While managing your horse’s environment is paramount, sometimes your veterinarian must use medical approaches to reduce inflammation and improve breathing.
“For this, corticosteroids are the only efficient anti-inflammatory drugs to control RAO and IAD,” says van Erck-Westergren. Because these drugs have secondary effects, “administration by aerosol therapy (nebulization) is recommended once the horse’s breathing is stabilized. In horses that have labored breathing and bronchospasm (a temporary constriction of the airways into the lungs caused by muscle contraction), rapid relief can be brought by (these) bronchodilators. Mucolytics (which dissolve mucus) can also be useful, as chronically affected horses will produce a thicker, more abundant mucus that can clog the smaller airways and maintain coughing.”
Because RAO and IAD are not infectious, she recommends against administering antimicrobials, “unless a complicating pathogen has been isolated in the respiratory samples and tested for antimicrobial resistance.”

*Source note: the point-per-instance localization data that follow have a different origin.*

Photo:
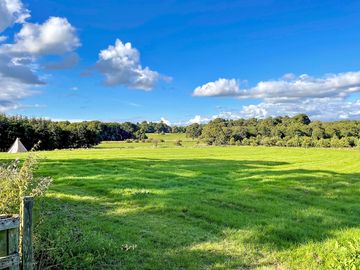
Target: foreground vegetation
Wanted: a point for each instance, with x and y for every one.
(175, 207)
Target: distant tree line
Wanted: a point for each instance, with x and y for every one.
(297, 131)
(49, 135)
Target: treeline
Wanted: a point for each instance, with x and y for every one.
(49, 135)
(297, 131)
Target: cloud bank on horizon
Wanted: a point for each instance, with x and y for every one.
(324, 98)
(24, 64)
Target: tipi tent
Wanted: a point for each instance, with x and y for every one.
(17, 147)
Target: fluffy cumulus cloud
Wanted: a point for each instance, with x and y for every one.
(12, 11)
(220, 87)
(165, 121)
(329, 97)
(120, 64)
(198, 119)
(19, 60)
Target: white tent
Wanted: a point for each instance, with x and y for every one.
(17, 147)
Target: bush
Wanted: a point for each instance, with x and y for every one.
(17, 181)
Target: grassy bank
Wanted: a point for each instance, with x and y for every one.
(200, 208)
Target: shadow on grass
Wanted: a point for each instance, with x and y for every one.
(182, 214)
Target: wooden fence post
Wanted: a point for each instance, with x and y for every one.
(9, 242)
(26, 233)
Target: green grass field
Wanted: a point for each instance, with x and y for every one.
(200, 208)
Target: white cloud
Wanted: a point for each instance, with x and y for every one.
(220, 87)
(19, 61)
(68, 61)
(324, 98)
(305, 86)
(3, 38)
(165, 121)
(318, 108)
(55, 36)
(12, 11)
(198, 119)
(121, 66)
(12, 91)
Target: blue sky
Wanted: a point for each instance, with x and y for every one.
(191, 61)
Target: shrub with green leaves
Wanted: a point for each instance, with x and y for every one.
(18, 180)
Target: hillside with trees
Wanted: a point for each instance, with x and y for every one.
(297, 131)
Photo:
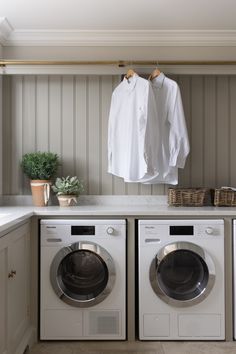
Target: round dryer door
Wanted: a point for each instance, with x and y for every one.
(82, 274)
(182, 274)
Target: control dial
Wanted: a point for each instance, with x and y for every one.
(209, 230)
(110, 230)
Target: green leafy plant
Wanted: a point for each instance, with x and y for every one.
(68, 186)
(40, 165)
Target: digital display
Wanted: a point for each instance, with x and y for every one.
(181, 230)
(82, 230)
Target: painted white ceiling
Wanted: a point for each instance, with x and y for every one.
(119, 14)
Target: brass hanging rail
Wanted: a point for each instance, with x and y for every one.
(120, 63)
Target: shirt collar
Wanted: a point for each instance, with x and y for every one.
(131, 82)
(158, 80)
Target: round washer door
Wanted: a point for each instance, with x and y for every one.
(82, 274)
(182, 274)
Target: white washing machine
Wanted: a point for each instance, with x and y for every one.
(83, 279)
(181, 280)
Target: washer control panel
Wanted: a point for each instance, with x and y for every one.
(173, 229)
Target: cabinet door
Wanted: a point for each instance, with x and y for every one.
(3, 295)
(18, 285)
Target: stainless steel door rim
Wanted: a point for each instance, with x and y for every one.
(182, 274)
(91, 274)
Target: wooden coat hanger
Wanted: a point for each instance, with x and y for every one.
(156, 72)
(130, 73)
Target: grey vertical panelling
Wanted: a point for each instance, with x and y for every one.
(29, 133)
(106, 92)
(94, 135)
(210, 131)
(55, 115)
(67, 151)
(1, 136)
(81, 153)
(7, 135)
(69, 115)
(42, 106)
(232, 138)
(16, 141)
(185, 85)
(222, 131)
(197, 146)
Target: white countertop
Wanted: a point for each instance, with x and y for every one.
(12, 215)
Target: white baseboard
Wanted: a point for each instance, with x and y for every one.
(29, 339)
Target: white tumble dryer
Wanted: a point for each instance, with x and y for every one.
(83, 279)
(181, 280)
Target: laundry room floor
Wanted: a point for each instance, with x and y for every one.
(134, 348)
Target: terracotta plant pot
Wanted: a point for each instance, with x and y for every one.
(67, 200)
(40, 192)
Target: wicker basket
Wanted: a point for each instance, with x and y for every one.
(225, 197)
(190, 196)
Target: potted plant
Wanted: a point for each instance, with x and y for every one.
(67, 189)
(40, 167)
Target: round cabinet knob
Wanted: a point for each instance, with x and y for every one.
(110, 230)
(209, 231)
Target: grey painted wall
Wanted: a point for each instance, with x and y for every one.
(69, 115)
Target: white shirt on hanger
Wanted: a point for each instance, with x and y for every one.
(133, 130)
(174, 137)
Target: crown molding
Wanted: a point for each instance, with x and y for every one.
(124, 38)
(5, 30)
(118, 38)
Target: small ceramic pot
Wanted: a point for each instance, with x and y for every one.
(67, 200)
(40, 191)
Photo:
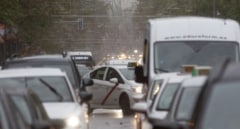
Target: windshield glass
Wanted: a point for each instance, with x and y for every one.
(49, 89)
(128, 73)
(186, 103)
(169, 56)
(223, 108)
(83, 70)
(167, 96)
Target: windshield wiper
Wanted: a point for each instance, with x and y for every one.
(161, 70)
(51, 89)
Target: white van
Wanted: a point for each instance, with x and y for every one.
(173, 42)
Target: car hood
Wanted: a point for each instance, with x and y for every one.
(62, 110)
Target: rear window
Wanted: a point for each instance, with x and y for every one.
(167, 96)
(64, 66)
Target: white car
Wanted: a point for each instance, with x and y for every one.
(113, 88)
(55, 91)
(161, 103)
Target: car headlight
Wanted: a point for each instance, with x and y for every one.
(137, 89)
(73, 121)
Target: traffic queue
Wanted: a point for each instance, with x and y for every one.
(188, 79)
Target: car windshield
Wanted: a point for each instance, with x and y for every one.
(66, 67)
(169, 56)
(83, 70)
(128, 73)
(186, 103)
(167, 96)
(49, 89)
(223, 108)
(155, 88)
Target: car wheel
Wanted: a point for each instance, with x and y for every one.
(125, 105)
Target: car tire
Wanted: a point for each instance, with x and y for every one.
(90, 110)
(125, 105)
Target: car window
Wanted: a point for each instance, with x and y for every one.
(23, 107)
(112, 73)
(3, 118)
(167, 96)
(40, 111)
(42, 87)
(49, 89)
(98, 74)
(186, 103)
(128, 73)
(64, 66)
(155, 89)
(17, 116)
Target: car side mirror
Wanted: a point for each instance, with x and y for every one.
(114, 80)
(85, 96)
(57, 123)
(140, 107)
(37, 124)
(87, 82)
(165, 124)
(138, 97)
(139, 76)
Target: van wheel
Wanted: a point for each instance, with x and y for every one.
(125, 105)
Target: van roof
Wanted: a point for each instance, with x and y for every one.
(194, 28)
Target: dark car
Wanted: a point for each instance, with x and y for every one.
(56, 61)
(218, 105)
(31, 108)
(10, 116)
(184, 102)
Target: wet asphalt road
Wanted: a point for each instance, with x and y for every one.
(110, 119)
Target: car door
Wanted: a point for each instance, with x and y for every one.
(113, 90)
(99, 87)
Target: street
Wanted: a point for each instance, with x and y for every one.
(110, 119)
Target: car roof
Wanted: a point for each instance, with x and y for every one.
(179, 78)
(50, 57)
(27, 72)
(194, 81)
(15, 90)
(165, 75)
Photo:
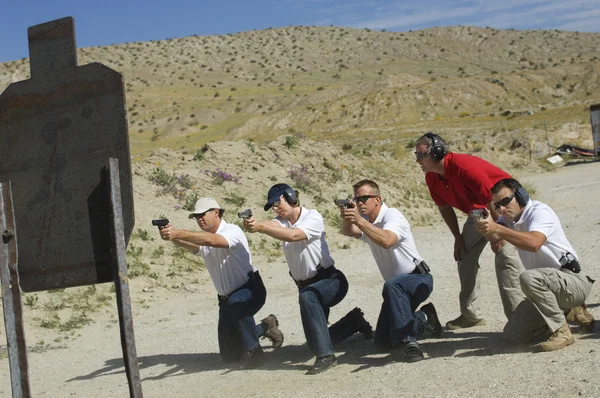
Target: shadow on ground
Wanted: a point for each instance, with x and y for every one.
(286, 357)
(354, 351)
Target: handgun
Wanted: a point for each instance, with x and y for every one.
(246, 214)
(160, 223)
(344, 203)
(478, 214)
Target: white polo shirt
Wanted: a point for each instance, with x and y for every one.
(304, 256)
(398, 259)
(539, 217)
(228, 267)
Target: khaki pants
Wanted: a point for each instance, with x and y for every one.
(550, 293)
(508, 268)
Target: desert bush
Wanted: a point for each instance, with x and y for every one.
(290, 141)
(199, 155)
(189, 200)
(219, 176)
(235, 200)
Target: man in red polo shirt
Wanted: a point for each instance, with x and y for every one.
(464, 182)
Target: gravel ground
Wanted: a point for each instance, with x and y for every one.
(177, 344)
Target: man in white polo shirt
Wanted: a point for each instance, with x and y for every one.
(408, 282)
(552, 281)
(241, 292)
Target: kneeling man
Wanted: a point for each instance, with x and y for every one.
(552, 281)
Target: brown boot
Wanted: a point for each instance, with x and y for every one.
(581, 316)
(273, 333)
(561, 338)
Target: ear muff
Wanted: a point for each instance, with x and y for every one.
(437, 150)
(522, 196)
(290, 196)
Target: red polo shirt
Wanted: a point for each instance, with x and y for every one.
(466, 184)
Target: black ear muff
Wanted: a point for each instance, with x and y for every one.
(290, 196)
(437, 150)
(522, 196)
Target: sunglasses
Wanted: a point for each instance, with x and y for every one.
(421, 155)
(504, 202)
(363, 199)
(199, 216)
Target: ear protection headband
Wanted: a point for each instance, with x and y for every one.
(437, 150)
(290, 195)
(522, 196)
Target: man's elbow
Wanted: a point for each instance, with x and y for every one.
(536, 247)
(388, 244)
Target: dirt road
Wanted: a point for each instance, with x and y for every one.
(177, 345)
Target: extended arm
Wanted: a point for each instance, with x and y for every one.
(524, 240)
(274, 230)
(354, 225)
(192, 240)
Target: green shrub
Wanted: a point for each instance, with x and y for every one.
(290, 141)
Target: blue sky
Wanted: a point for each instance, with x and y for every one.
(105, 22)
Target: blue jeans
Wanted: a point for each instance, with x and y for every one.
(315, 301)
(398, 322)
(238, 334)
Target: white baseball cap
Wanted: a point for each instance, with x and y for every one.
(203, 205)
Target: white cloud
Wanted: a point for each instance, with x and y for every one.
(520, 14)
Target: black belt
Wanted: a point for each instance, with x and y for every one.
(322, 273)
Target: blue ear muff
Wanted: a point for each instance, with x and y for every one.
(522, 196)
(437, 150)
(290, 196)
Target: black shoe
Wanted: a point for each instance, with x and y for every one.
(412, 352)
(362, 325)
(433, 326)
(253, 359)
(322, 364)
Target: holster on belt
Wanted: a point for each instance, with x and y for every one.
(322, 273)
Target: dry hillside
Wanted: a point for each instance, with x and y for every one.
(320, 108)
(344, 84)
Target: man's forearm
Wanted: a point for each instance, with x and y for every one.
(187, 245)
(380, 237)
(528, 241)
(280, 233)
(349, 229)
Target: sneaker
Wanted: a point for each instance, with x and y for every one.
(362, 325)
(253, 359)
(462, 322)
(412, 352)
(581, 316)
(433, 325)
(322, 364)
(561, 338)
(273, 333)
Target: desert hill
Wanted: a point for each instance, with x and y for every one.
(344, 84)
(320, 108)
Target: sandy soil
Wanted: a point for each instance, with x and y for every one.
(177, 344)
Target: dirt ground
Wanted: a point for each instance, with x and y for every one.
(177, 343)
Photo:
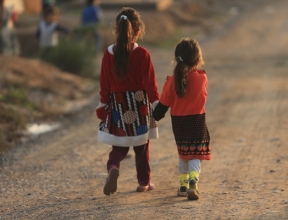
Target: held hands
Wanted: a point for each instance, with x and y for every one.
(101, 113)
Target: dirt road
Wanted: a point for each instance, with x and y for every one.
(61, 176)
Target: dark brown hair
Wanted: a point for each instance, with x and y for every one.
(188, 56)
(127, 31)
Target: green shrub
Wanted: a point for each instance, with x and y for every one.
(71, 55)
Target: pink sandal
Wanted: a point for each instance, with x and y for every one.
(111, 182)
(150, 186)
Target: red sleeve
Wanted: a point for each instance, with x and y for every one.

In the long term, the best course of action when managing any horse is to reduce his exposure to environmental allergens and dust as best you can. And if your horse does suffer from equine asthma, heed your veterinarian’s advice, follow our sources’ tips, and be constantly thinking about how to improve your barn and property’s air quality. Luckily, proper management can greatly improve the outcome for many equine asthma cases.